"People are mean, and architects are an easy target. I know Rees. Rees is a friend of mine."
/I always enjoy SI/golf.com's Confidential but this week's left me feeling like it's now becoming another vehicle to defend the established thought, which, if there were ever going to be a Confidential killer, that would be it.
After a great back-and-forth on Golf Channel's announcer-lite telecast, an oddly timed and poorly executed defense of Rees Jones resorted to the pedantic "tour players are spoiled" and "Rees is my friend," therefore, their criticism of the Cog Hill changes must be off base.
Lipsey: Anybody who complains about anything at a no-cut golf tournament with a $7.5 million purse and a chance to qualify for another tournament where you can win a $10 million bonus needs a lobotomy.
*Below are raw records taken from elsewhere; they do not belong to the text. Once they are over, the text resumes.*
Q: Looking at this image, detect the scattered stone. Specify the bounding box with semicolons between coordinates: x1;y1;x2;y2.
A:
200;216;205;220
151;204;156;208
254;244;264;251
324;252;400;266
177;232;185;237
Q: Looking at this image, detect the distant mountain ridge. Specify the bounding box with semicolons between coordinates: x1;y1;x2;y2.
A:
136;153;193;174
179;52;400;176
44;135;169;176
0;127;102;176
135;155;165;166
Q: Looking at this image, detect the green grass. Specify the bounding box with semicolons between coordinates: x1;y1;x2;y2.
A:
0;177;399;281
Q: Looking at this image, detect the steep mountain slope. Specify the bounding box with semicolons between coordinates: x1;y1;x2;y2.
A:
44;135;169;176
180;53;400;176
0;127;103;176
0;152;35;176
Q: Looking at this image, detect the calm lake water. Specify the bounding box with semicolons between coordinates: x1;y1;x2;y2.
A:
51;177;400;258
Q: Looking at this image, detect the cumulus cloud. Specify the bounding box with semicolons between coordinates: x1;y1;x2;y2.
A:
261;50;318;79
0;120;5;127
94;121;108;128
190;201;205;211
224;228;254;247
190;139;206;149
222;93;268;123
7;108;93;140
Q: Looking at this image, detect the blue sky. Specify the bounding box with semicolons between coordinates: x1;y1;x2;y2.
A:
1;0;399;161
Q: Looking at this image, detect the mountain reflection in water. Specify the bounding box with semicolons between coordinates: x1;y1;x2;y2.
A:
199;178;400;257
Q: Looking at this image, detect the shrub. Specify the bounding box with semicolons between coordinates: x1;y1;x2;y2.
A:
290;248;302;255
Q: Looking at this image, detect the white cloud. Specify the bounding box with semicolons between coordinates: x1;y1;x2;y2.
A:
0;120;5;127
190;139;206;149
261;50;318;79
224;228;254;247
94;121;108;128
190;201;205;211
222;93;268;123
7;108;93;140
Bamberger: People are mean, and architects are an easy target. I know Rees. Rees is a friend of mine. And let me tell you something: these people dissing Rees, they couldn't build better greens if you spotted them two tons of St. Andrews sand. East Lake is one of the gems of the South — nay, the entire golf-speaking world!
And wasn't Donald Ross the original architect of that one?
Herre: I agree, Michael. It's easy to take shots at people who really can't defend themselves. I think that's why the USGA, PGA, R&A and even the Masters, to some extent, routinely get hammered. They are easy targets because they can't fight back in any meaningful way.
Uh, they're the ones with the microphones and podiums aren't they?
Evans: A course doesn't take a poll of tour players before it makes changes to its layout. Players seldom like changes. Get over it.
Gorant: I think, actually I know from speaking to him, that he truly seeks to build courses that will be a challenge to the pros. I don't think some of those guys are used to it or like it very much. The feeling is, if there's no way to shoot a 63 out here, there must be something wrong with it.
Precisely! I'll leave it to the Good Doctor MacKenzie, who wrote it so well:
As I have suggested before, it is no criterion of a good course that the record is high. This is usually an indication of a bad course, and only too frequently means that the putting surfaces are untrue, the approaches unfair and the greens small and blind. On the contrary, if the average score is high but the records extremely low--sixty-four or sixty-five for a course under seven thousand yards--it usually means that a first class player gets full reward for accurate play.
The seeming inability to post the occasional low round (Tiger's '09 62 not withstanding) ultimately gets to the heart of why players find Jones redos lacking. He often rebuilds greens to create anti-birdie hole locations and by going on the golfing version of a pre-vent offensive, the architecture ultimately feels contrived, cynical and soulless. And that's before you look at the artistic quality of the work, which is bland at best, irresponsible at its worst at places like Torrey Pines where any ties to natural beauty were squelched.